Here is a thing about those who never feel love; they never know if it is not there (—Alyssa, The End of The F***ing World), dan itu berlaku untuk segala hal yang lain. Kita tidak akan tahu kebencian itu bagaimana bila tidak pernah menemukannya. Tak ada yang lahir dengan rasa benci, kita diajari untuk membenci. Itu sebabnya mereka bilang, hurt people hurt people.

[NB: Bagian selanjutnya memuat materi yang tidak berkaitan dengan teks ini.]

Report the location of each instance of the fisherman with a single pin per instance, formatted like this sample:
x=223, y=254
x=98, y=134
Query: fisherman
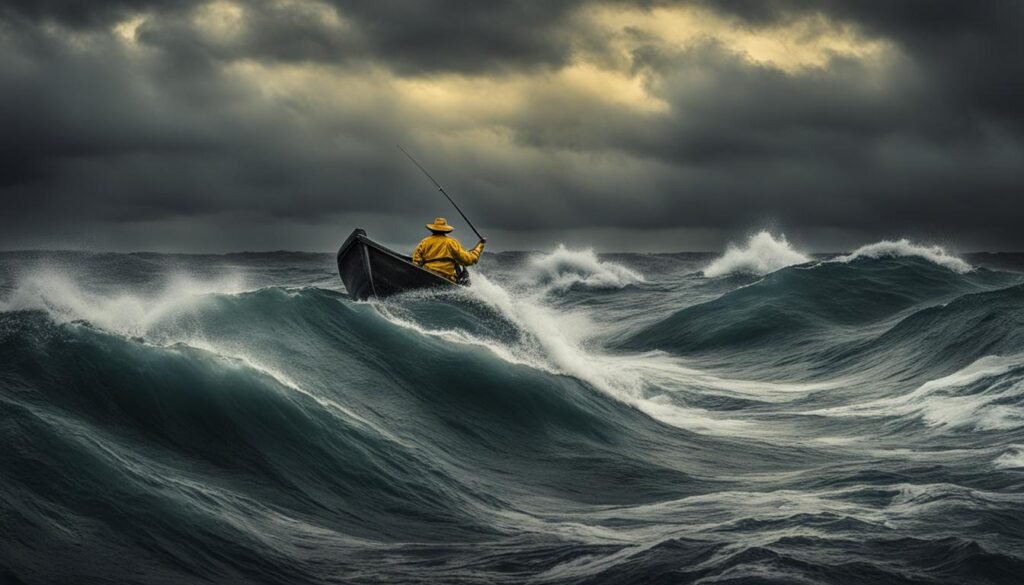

Orang bisa menyakiti karena sudah pernah disakiti sebelumnya. Kita juga cenderung mencintai dengan cara yang persis sama sebagaimana kita dicintai. Melakukan sesuatu yang tak pernah dicontohkan itu mustahil, seperti harus membuat masakan yang tak pernah kamu cicipi sama sekali. Mustahil, semahir apapun kamu.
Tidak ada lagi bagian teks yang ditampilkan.